Oak Ridge Associated Universities (ORAU), a consortium of 98 Ph.D.-granting universities, of which UD is a member, has selected Rosenthal to receive the Ralph E. Powe Junior Faculty Enhancement Award to pursue the novel research. Rosenthal is one of 30 award winners nationwide.
The competitive award, which provides $5,000 in seed funding from ORAU and $5,000 in matching funding from the faculty member\’s university, is intended to enrich the research and educational growth of young faculty and serve as a springboard to new funding opportunities.
Rosenthal and his team are designing electrocatalysts from metals such as nickel and palladium that will freely give away electrons when they react with carbon dioxide, thus chemically reducing this greenhouse gas into energy-rich carbon monoxide or methanol.
Besides its use in making plastics, solvents, carpet and other products, methanol fuels race cars in the United States and currently is being researched as a hydrogen carrier for fuel cell vehicles.

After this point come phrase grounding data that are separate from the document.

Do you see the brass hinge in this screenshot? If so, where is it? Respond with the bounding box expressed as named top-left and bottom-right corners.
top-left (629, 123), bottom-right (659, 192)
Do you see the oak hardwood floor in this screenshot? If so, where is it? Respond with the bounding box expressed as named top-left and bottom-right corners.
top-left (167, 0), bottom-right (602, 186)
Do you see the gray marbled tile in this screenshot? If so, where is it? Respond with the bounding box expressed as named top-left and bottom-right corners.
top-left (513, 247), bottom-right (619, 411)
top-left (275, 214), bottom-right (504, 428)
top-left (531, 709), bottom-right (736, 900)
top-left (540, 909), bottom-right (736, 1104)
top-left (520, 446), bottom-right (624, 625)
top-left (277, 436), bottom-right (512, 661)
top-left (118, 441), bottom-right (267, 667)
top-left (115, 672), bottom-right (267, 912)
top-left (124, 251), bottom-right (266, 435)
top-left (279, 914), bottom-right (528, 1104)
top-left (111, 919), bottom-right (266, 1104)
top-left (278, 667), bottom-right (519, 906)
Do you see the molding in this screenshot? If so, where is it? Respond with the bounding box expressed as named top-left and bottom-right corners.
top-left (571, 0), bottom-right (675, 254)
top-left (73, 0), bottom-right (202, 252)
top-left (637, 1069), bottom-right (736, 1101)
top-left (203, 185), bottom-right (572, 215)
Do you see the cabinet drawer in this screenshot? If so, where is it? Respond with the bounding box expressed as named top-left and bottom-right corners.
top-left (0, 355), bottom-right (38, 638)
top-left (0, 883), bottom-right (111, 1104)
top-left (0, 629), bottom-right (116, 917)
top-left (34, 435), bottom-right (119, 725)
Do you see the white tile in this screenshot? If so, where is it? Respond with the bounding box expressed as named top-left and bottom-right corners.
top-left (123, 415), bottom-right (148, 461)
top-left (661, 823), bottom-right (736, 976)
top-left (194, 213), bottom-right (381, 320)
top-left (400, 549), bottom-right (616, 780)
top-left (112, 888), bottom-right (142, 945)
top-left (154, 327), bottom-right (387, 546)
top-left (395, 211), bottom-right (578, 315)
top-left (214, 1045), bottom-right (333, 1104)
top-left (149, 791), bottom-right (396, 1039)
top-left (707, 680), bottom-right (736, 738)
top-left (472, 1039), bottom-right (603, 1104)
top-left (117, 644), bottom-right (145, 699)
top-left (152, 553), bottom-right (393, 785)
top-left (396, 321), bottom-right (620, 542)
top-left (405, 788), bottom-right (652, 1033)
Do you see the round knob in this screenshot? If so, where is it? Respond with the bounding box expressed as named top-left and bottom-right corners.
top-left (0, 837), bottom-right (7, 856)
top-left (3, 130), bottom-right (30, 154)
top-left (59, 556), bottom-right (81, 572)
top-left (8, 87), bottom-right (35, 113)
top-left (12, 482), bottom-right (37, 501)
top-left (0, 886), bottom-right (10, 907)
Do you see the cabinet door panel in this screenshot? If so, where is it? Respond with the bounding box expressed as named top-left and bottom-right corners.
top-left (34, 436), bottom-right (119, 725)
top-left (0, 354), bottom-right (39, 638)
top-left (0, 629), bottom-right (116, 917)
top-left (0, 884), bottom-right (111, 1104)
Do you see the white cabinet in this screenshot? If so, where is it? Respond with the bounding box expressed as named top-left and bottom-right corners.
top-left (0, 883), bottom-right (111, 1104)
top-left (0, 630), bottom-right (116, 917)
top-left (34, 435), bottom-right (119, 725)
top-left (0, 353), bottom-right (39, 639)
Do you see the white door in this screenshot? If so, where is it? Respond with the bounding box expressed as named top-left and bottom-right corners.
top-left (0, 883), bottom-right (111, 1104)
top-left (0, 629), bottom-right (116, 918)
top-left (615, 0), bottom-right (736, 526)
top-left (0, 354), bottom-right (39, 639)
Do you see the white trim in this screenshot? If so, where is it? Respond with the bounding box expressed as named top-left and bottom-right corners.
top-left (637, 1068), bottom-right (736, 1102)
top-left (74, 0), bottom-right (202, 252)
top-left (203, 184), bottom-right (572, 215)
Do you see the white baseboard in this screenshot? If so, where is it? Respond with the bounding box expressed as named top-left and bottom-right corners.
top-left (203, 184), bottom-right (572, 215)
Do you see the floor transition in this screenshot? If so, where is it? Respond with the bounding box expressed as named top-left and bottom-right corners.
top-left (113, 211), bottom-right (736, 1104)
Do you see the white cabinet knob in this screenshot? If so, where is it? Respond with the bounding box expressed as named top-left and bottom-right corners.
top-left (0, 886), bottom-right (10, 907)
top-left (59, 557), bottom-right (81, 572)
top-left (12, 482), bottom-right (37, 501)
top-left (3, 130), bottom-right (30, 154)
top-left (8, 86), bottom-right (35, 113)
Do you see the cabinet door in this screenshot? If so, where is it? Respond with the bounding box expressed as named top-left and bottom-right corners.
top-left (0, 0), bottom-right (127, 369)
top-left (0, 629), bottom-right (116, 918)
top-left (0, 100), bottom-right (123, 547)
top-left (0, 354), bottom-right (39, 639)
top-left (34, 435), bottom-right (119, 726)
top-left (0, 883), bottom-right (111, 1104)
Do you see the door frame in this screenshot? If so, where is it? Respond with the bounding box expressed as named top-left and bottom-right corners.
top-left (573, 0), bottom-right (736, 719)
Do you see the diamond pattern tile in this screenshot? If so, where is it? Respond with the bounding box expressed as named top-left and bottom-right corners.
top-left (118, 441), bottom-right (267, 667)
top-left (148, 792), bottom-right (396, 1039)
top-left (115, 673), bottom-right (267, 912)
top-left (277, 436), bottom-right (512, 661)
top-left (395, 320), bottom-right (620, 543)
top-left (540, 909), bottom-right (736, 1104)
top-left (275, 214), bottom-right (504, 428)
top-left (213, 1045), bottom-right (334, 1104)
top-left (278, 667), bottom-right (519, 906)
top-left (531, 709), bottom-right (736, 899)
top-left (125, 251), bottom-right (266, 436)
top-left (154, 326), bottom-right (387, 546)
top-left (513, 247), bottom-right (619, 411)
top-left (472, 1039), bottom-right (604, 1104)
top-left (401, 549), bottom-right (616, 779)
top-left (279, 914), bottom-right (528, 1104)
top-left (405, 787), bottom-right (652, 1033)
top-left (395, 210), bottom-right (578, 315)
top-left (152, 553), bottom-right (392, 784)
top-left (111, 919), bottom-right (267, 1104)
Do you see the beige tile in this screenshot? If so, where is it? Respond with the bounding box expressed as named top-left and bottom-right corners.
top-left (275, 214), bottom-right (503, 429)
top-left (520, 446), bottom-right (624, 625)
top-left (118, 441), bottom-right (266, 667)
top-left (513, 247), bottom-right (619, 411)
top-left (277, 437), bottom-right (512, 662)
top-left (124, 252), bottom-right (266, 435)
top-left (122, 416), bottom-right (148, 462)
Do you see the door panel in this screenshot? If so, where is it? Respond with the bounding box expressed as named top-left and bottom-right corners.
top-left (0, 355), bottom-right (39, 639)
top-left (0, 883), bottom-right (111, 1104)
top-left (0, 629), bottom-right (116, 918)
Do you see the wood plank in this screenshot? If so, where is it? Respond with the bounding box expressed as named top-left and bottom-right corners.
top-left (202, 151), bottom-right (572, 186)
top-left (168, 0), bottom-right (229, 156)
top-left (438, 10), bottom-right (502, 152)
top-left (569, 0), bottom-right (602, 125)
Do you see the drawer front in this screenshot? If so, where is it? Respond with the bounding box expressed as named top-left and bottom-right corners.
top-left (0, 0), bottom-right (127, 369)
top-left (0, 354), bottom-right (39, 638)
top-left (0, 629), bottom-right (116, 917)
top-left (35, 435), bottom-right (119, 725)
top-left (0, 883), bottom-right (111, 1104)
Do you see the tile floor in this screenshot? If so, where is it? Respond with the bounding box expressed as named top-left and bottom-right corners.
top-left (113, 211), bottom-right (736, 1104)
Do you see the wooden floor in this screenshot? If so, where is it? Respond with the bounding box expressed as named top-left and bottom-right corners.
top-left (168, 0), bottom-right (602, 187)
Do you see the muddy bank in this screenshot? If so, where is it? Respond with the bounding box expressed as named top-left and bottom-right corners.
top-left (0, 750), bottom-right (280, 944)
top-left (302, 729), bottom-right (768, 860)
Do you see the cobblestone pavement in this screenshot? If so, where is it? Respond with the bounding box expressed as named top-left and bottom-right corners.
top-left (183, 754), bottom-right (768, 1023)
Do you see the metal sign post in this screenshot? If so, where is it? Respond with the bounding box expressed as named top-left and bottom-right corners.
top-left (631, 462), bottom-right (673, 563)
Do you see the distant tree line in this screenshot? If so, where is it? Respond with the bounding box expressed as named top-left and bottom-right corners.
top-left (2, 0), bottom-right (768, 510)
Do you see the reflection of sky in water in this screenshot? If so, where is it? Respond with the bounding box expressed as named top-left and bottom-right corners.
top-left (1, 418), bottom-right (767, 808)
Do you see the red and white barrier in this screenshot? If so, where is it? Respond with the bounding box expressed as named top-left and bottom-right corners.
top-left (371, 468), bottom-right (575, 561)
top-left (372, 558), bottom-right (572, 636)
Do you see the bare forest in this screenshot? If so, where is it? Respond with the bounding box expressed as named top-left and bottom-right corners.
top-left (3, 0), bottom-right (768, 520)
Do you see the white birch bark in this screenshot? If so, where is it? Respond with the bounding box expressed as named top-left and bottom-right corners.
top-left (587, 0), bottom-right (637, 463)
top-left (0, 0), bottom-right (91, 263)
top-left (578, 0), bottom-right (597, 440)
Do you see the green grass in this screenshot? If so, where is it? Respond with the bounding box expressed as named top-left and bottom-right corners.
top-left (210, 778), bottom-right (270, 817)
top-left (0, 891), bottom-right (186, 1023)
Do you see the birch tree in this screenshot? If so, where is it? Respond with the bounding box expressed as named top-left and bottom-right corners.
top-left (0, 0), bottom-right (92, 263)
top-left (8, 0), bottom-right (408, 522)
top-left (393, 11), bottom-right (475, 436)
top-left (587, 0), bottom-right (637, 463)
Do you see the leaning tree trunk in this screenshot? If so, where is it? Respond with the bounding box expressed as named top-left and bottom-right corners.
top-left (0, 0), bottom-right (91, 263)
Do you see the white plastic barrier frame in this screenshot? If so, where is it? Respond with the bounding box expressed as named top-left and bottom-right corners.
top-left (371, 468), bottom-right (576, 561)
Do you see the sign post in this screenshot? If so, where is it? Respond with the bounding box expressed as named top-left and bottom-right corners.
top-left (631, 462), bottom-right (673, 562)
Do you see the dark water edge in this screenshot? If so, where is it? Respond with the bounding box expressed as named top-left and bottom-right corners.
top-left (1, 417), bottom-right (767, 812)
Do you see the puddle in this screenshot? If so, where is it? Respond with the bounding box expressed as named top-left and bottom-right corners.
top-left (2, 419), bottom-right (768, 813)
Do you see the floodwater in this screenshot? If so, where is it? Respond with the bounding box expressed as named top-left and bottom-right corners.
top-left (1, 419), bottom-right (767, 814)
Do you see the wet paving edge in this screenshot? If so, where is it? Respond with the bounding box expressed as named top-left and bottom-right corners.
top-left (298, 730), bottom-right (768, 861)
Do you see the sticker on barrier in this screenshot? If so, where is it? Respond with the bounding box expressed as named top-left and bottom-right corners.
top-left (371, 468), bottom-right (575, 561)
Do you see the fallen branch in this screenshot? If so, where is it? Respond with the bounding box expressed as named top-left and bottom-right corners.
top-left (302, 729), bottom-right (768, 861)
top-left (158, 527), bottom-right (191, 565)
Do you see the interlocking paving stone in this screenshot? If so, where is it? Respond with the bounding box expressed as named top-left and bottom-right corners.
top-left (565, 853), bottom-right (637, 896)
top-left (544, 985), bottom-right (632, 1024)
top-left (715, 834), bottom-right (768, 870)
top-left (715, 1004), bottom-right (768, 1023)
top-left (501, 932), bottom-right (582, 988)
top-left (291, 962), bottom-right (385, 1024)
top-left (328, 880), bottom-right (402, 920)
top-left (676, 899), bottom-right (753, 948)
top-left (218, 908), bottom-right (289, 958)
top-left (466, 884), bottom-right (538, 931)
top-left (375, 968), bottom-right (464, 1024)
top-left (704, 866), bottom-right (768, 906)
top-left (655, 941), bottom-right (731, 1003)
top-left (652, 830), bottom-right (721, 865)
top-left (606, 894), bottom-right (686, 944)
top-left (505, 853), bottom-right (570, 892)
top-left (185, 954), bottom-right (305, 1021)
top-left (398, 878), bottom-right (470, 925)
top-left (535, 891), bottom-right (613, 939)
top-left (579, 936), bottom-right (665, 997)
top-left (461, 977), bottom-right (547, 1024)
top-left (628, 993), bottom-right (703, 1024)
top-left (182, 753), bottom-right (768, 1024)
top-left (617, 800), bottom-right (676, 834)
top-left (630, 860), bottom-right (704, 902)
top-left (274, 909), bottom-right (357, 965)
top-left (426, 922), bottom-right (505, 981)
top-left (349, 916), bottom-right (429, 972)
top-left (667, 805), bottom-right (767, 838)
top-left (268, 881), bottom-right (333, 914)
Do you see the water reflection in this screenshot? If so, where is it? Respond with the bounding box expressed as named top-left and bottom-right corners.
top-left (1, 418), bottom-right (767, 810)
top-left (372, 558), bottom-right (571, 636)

Carbon monoxide is an important precursor to liquid hydrocarbons in the energy arena, in addition to its applications as an industrial chemical for producing plastics to detergents to the acetic acid used in food preservation, drug manufacturing and other fields.
“The catalytic reduction of carbon dioxide to carbon monoxide is an important transformation that would allow for the mitigation of atmospheric CO2 levels, while producing an energy-rich substrate that forms a basis for fuels production,” Rosenthal says.
“The chemistry we’re doing is energetically uphill—it’s an energy-storing process rather than a downhill, energy-liberating process,” he notes. “And our goal is to make liquid fuel renewably from wind and solar sources, not from typical fossil fuel bases.”
As early as junior high, Rosenthal said, he realized that basic life processes are linked to molecular energy conversion. Then his undergraduate and graduate research took off on renewables.
He earned his undergraduate degree in organic chemistry from New York University and his doctorate in inorganic chemistry at MIT while studying how metals catalyze various energy conversion processes. His doctoral adviser at MIT was Dan Nocera, a leading scientist in renewable energy research.
The strong reputation of the chemistry and biochemistry department lured Rosenthal, a New York City native, to UD. He joined the UD faculty this past fall and already has a research group of eight focusing on the project — one postdoctoral researcher, four graduate students and three undergraduates.
“The CO2 problem is very important, and people have to tackle it,” Rosenthal says. “It’s my hope to be able to map out the molecular design principles for efficient CO2 conversion into fuels. Then you can think about doing this on a commercially relevant scale.”
Conservative estimates predict that by 2050, the rate of global energy consumption will roughly double the rate recorded at the end of the 20th century. Most scientists believe that rising carbon dioxide levels are leading to global climate change.